The press – who can’t resist a good alliterative title when they see one –immediately dubbed the object the “Muriwai Monster.” Online commentators struggled to identify just what the heck this alien-looking object could be; various internet explanations included a chunky blob of whale flesh, a Rastafarian sea monster, and even (of course) an alien time machine. So does the Muriwai Monster finally offer proof of sea monsters? Not quite. General scientific consensus holds that the “monster” is probably a mass of waterlogged driftwood. It seems likely that the Monster began life as a tree that washed away and sunk into the ocean. Colonies of highly-adapted wood-eating worms saw a pulpy feast and chowed down. Over the years, their presence attracted other animals. The tree probably returned to the surface after a spate of violent seismic activity – the 7.6 earthquakes that upheaved slabs of seabed probably brought the would-be monster with them.

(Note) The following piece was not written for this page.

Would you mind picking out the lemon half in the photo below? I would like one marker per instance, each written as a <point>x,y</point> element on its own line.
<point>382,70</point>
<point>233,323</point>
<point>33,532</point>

The shaggy “hair” actually belonged to gooseneck barnacles. These unique creatures are among the only truly sessile organisms on the planet – once they latch onto any surface, they immediately anchor themselves down with organic “cement,” remaining there for the rest of their life. The ocean is a vast and precious resource, and even though the real ocean may be a little short on krakens or Rastafarian lumps of flesh, it’s home to billions of equally wonderful and awe-inspiring species who should be afforded the same respect as the monsters we mentally construct for our own amusement.